ESTA operação policial realizada em Duque de Caxias revelou que os especialistas estavam certos. Dos 25 milicianos que tiveram a prisão decretada por ordem da Justiça, quase todos trabalhavam no poder público: 13 são soldados e cabos da PMERJ; 4 são policiais militares aposentados; 2 integram os escalões inferiores do Exército Brasileiro e da Marinha do Brasil; e um é comissário da PCERJ.

A QUADRILHA era chefiada por dois vereadores - Jonas Gonçalves (PPS-RJ) e Chiquinho Grandão (PTB-RJ), que usavam gabinetes na Câmara Municipal de Duque de Caxias para coordenar atividades criminosas. Com o apoio da bancada estadual do Partido do Movimento Democrático Brasileiro (PMDB) que faz parte do bloco de sustentação política na Assembleia Legislativa do Estado do Rio de Janeiro (ALERJ) do governador reeleito, Sérgio Cabral Filho (PMDB-RJ), há dois anos eles conseguiram retirar seus nomes do relatório final da Comissão Parlamentar de Inquérito (CPI) da ALERJ que investigou a atuação das milícias. "As milícias mostram força quando têm braço político", diz o presidente da CPI, deputado Marcelo Freixo (PSOL-RJ). "Não há competição entre narcotráfico e milícia.

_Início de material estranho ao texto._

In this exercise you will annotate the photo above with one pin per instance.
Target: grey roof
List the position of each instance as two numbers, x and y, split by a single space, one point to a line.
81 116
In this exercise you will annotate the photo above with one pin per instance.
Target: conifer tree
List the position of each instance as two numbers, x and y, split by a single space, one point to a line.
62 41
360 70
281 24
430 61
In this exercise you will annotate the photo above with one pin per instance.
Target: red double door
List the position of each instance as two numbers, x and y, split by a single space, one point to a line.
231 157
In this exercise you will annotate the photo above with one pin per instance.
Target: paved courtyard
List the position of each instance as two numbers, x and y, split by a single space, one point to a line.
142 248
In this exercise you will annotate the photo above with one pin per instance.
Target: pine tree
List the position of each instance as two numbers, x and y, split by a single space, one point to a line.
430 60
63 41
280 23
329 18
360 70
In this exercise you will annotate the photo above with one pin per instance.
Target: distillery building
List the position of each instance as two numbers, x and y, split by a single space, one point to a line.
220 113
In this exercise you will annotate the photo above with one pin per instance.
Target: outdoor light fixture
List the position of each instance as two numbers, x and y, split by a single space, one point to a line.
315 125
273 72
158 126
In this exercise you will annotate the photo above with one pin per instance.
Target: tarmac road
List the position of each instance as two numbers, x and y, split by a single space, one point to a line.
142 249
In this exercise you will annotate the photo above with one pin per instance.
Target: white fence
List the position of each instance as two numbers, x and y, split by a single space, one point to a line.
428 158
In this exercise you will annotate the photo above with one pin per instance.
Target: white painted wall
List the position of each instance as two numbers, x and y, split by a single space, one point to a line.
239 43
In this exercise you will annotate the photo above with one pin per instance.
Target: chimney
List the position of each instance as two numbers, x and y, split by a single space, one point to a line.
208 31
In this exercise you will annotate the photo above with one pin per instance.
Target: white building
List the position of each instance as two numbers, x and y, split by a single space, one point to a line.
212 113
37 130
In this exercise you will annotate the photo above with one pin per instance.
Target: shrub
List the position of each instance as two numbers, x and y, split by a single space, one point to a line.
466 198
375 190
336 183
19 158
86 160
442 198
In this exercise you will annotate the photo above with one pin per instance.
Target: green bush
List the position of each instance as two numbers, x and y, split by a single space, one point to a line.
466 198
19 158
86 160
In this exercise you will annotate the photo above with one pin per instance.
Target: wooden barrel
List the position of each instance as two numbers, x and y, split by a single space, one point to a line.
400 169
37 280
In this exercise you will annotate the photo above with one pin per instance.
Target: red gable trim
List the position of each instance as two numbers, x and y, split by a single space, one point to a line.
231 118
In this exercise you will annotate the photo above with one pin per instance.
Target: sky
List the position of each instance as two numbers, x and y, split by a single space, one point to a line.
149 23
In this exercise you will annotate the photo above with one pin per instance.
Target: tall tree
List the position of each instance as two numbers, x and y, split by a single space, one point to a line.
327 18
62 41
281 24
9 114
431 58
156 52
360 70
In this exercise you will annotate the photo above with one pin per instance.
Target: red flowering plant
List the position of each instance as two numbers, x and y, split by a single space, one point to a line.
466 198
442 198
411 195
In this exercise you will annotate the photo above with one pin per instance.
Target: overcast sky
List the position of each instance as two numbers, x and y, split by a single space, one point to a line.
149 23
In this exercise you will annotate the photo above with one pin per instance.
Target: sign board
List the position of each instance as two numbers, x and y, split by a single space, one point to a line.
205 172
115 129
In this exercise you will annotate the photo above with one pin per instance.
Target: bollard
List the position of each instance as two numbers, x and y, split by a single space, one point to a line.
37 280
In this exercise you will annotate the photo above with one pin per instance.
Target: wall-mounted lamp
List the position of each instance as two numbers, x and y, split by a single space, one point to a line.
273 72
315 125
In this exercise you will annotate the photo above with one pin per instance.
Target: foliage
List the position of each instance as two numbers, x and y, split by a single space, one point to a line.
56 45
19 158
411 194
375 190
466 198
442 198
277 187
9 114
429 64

A operação fez cair por terra aquela visão utópica e romântica de que a milícia é um mal necessário e uma autodefesa da comunidade. Ela nada mais é do que uma empresa criminosa", diz o responsável pelas investigações, delegado Alexandre Capote.

TUDO isso dá a dimensão do desafio que é combater o crime organizado no Estado do Rio de Janeiro. Além de prender criminosos, apreender seu material bélico e atacar sua força econômica, a polícia tem de desarticular ligações políticas - e livrar-se de sua própria banda podre.